Snapchat parent Snap will stop future development of its Pixy flying selfie drone, the Wall Street Journal reported on Thursday, citing people familiar with the matter. Pixy, which costs $230 (roughly Rs. 18.300), will continue to be sold in its current iteration, according to the report.
The news comes nearly four months after the Santa Monica, California-based company launched the pocket-sized Pixy camera, which can fly a few feet above its user to take photos and videos.
Snap declined to comment on the report.
Rising costs and other economic woes have forced companies to curb their marketing spend, hurting ad-reliant online companies such as Snap, Facebook-parent Meta, Twitter, and Pinterest.
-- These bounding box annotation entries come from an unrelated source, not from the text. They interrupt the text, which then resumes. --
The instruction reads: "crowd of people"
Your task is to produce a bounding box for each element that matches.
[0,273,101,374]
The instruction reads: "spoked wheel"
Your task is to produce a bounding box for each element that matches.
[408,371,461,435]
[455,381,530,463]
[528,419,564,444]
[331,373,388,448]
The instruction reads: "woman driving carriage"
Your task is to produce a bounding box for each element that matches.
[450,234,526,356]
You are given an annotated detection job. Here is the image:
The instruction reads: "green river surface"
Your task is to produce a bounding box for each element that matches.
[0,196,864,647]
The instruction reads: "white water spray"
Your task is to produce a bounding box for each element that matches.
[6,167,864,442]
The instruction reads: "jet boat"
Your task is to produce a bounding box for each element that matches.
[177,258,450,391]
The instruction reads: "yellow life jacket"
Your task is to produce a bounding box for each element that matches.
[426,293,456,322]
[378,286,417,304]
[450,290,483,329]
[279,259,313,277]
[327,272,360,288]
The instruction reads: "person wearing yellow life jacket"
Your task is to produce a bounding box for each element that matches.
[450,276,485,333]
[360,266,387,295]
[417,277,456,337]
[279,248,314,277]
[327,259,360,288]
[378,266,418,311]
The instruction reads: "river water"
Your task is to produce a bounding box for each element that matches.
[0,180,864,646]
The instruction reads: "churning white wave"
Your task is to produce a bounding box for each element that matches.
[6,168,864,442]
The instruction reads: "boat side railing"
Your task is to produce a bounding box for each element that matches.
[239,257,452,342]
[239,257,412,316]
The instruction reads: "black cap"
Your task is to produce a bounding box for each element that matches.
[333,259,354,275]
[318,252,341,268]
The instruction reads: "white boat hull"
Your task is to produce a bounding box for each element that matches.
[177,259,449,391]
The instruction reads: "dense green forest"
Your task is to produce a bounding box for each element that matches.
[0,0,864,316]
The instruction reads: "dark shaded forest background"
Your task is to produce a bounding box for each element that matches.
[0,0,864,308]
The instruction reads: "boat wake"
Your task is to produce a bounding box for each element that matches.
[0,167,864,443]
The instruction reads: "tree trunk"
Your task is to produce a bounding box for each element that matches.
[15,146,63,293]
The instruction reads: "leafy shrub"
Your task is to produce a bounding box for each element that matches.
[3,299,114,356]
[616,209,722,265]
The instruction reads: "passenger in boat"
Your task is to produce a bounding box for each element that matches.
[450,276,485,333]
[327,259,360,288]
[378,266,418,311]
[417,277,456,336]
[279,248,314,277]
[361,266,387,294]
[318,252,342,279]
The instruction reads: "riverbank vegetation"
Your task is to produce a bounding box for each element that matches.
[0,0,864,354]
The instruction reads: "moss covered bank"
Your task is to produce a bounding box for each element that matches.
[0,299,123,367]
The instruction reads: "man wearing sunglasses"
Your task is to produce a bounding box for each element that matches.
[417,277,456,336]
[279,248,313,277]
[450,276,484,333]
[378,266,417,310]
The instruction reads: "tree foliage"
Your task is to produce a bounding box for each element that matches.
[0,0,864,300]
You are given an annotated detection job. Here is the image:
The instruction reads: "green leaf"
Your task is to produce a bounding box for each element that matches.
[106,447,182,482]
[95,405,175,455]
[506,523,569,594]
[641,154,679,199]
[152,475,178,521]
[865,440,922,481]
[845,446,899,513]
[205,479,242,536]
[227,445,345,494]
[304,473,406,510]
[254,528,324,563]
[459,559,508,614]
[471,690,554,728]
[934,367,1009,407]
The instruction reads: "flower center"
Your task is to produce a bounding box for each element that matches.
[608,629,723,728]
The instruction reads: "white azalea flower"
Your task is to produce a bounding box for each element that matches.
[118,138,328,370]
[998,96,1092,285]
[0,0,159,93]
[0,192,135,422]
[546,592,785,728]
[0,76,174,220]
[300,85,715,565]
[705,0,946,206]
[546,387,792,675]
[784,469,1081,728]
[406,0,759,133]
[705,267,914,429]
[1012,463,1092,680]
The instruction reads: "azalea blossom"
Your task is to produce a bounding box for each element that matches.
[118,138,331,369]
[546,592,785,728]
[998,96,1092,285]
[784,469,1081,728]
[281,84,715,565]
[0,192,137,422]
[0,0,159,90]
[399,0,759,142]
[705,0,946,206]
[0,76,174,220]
Last month, Snap had warned of “incredibly challenging conditions” due to the current economic turmoil and increasing competition after reporting disappointing results.
The company, which is reeling from privacy changes made to Apple’s iPhone, had also said it would significantly slow hiring, invest in its advertising business and find new sources of revenue as part of its belt-tightening efforts.
On Monday, Snap said it had reached 1 million subscribers for its Snapchat premium subscription, after launching the service in June as a new source of revenue.
Social media companies including Snap, Twitter, and Meta Platforms, which all earn the majority of revenue from selling digital advertising, are facing a weakening ad market due to record-high inflation causing brands to reign in their marketing spending.
Snap’s shares dropped 25 percent last month after disappointing second quarter earnings, as it suffered from weaker advertising demand than Wall Street had expected. Chief Executive Evan Spiegel said the company would work to speed up revenue growth, in part through new sources of revenue.